Two more pieces of legislation affecting statewide air quality victoriously made it through the Governor's desk. AB 233 (Jones) will help reduce diesel particulate exposure by increasing fines and preventing registration of trucks with outstanding citations for pollution violations. Diesel particulate matter is responsible for 70 percent of the cancer risk associated with breathing toxic air pollutants in California. This bill also directs the ARB to develop a comprehensive plan for enforcing its diesel regulations for all vehicles and engines.

The Smog Check Program will be augmented by the addition of all 1998 and newer vehicles weighing less than 8,500 pounds beginning January 1, 2010. AB 1488 (Mendoza) will reduce 0.7 tons per day of oxides of nitrogen (NOx) emissions in 2014 by authorizing light and medium duty diesel vehicles to be tested with on-board diagnostics. Emission reductions from diesel-powered vehicles are necessary to protect the health of Californians and to further the state's progress towards meeting air quality goals.

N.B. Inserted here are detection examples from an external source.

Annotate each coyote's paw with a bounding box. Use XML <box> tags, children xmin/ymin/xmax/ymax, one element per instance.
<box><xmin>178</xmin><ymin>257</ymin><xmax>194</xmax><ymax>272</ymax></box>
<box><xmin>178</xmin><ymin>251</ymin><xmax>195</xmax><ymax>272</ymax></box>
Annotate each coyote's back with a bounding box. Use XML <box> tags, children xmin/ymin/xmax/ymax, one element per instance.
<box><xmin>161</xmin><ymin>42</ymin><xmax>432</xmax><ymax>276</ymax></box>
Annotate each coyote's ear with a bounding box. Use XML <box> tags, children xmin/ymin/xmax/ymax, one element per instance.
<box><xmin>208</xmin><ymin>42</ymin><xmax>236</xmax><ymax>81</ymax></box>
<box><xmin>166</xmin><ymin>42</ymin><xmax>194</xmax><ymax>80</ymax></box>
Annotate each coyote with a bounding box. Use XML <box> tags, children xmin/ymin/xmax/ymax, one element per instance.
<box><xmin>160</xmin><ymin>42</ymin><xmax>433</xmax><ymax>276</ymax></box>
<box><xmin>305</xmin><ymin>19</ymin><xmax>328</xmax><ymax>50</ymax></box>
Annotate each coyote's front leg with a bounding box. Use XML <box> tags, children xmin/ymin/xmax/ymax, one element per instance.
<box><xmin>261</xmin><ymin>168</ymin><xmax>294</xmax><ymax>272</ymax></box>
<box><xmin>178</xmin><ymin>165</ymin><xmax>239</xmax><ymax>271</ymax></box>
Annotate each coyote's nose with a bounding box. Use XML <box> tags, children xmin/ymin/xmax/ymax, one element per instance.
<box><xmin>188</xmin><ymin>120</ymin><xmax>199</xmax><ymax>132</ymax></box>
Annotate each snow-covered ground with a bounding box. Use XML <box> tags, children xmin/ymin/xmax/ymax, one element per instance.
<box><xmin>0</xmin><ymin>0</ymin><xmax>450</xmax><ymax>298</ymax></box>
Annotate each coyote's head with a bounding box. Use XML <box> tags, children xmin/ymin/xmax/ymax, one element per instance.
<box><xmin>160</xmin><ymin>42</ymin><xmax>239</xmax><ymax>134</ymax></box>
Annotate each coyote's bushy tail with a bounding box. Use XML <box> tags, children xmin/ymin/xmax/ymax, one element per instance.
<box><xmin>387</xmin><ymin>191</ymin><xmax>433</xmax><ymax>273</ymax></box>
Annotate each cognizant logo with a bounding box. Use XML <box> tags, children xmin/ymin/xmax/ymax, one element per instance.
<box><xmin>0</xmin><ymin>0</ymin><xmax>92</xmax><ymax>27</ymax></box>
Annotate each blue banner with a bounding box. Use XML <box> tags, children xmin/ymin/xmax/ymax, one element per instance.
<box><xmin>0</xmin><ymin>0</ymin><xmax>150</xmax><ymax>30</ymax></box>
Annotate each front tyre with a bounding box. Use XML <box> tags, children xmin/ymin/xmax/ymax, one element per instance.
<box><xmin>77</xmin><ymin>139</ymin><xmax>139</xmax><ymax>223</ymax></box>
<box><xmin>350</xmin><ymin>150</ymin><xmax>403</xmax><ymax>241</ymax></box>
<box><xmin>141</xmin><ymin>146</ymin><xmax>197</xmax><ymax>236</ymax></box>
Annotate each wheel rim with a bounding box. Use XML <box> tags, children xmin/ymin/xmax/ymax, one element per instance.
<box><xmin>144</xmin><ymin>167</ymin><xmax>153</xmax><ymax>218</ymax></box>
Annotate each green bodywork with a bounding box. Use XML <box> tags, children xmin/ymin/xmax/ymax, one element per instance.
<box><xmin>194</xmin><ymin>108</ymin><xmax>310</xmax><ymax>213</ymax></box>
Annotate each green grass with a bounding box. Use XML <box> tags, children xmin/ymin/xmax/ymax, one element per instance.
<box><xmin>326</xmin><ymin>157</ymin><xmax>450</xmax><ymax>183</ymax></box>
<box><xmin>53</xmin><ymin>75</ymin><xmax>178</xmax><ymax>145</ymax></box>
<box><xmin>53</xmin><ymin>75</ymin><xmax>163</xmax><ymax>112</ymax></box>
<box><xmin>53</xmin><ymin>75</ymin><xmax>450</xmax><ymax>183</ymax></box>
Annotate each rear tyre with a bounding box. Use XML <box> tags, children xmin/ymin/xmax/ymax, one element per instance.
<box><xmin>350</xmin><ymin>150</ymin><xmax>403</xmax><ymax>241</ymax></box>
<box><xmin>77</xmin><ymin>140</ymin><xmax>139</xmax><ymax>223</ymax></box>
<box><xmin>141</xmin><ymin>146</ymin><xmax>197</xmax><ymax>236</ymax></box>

The ARB is also in the process of allocating the first $250 million out of the $1 billion from Proposition 1B bond funding for projects intended to improve air quality related to the movement of goods along four major transportation corridors: from the Los Angeles ports to the Inland Empire, State Route 99 in the Central Valley, the San Francisco Bay Area, and the San Diego border region. The program is likely capable of reducing combined emissions of oxides of nitrogen (NOx) and diesel particulate matter by over 250,000 tons during the life of the bond-funded equipment.

The Air Resources Board is a department of the California Environmental Protection Agency. ARB's mission is to promote and protect public health, welfare, and ecological resources through effective reduction of air pollutants while recognizing and considering effects on the economy. The ARB oversees all air pollution control efforts in California to attain and maintain health based air quality standards.